I wasn’t alone. Everyone around me was running too—because that’s what we had been taught. The better your academic results, the more pressure to achieve. The milestones were laid out for us: top schools, top jobs, rapid promotions, visible success.

And it felt urgent. Like life had a window, and if you didn’t climb through it in time, you’d be stuck on the wrong side forever.

You knew they’d still be here in ten, twenty years, doing work that mattered—long after the sprinters had burned out.

But now, looking back, I see things differently. The people who made the deepest impact on me—the ones who earned my lasting respect—were not the young executives in tailored suits, climbing incredible trajectories, riding high on early wins. Strangely enough, they were the ones who seemed… unambitious.

Not mediocre. Not passive. Just—not in a hurry.

They weren’t fixated on the next title, the next jump. They cared more about understanding how things actually worked. Not just in business decks, but in the real world. They knew the back doors, the right calls to make, the places where the system had slack.

And somehow, in the way they carried themselves, you knew they’d still be here in ten years, doing work that mattered—long after the sprinters had burned out. Or jumped ship when a crisis erupted.

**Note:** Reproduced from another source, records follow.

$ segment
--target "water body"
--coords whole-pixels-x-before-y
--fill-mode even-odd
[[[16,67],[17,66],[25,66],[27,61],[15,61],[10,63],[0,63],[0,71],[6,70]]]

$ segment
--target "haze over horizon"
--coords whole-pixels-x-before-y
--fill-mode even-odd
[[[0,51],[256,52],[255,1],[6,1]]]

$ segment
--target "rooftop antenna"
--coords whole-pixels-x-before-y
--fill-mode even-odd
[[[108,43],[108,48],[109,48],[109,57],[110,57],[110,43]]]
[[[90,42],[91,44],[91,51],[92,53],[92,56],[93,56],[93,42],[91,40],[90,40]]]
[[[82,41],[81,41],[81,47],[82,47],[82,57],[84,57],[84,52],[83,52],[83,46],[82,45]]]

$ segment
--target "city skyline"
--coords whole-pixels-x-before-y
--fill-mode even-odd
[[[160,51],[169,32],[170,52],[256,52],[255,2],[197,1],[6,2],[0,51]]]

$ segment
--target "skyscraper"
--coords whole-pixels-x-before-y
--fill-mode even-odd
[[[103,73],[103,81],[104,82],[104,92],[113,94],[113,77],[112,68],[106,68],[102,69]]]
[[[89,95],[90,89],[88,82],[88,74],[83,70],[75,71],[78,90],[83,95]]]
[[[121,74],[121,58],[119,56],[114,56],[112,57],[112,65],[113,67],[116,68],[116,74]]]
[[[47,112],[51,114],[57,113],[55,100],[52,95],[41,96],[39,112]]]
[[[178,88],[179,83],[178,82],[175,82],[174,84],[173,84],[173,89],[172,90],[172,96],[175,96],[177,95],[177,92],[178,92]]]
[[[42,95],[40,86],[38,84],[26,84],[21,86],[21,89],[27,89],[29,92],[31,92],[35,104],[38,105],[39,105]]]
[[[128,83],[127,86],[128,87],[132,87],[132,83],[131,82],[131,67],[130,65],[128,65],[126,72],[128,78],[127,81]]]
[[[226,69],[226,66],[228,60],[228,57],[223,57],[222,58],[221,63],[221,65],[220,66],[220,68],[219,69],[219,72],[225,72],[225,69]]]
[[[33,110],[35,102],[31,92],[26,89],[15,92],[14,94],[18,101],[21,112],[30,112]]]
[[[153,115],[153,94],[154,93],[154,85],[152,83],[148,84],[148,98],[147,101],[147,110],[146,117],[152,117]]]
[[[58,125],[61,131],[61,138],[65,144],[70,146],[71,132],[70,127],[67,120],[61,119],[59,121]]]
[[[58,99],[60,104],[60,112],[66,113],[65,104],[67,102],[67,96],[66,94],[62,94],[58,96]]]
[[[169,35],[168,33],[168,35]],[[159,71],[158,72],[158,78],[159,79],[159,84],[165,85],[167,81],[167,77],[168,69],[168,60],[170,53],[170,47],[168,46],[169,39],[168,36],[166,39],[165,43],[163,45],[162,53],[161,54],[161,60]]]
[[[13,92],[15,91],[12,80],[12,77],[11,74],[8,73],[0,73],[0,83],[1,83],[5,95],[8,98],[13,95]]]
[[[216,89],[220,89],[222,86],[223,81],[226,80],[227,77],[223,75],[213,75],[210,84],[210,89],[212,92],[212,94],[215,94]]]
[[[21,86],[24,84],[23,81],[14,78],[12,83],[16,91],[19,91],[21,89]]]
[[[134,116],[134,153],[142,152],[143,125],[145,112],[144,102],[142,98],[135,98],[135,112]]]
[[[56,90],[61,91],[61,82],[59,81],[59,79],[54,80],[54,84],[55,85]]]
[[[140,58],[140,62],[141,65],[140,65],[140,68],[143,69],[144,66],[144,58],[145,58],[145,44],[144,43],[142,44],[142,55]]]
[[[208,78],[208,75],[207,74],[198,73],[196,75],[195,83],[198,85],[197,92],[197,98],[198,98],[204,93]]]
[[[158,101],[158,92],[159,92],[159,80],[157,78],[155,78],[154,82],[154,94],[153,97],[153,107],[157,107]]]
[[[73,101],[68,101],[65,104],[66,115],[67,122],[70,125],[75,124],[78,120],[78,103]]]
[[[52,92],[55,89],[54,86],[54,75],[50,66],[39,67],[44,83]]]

From what I have observed, these long-haul people share three things in common. Not a motto, not a philosophy—just a way of being.

First, they chase Mastery. They are not in a rush to be seen. They take their time to truly understand their work, their industry, their skills. They can do what others only talk about in meetings.

They aim for Balance. They are not grinding just for the sake of it. They know how to manage their energy, priorities, and the much debated work-life balance.

And they have a great Perspective. They have nothing to prove and nothing to hide. They work with a kind of quiet confidence, even humour—the kind that comes from knowing your stuff as good as anyone else, if not better.

I consider myself greatly lucky that many of them became close friends. And they taught me things beyond work, things that have stayed with me. Because the way people work is the way they live.

Some people sprint ahead, and I say let them. But there are others who choose to walk with intention. Because in the end, it’s not who got there first—it’s who still has something worth saying when they do.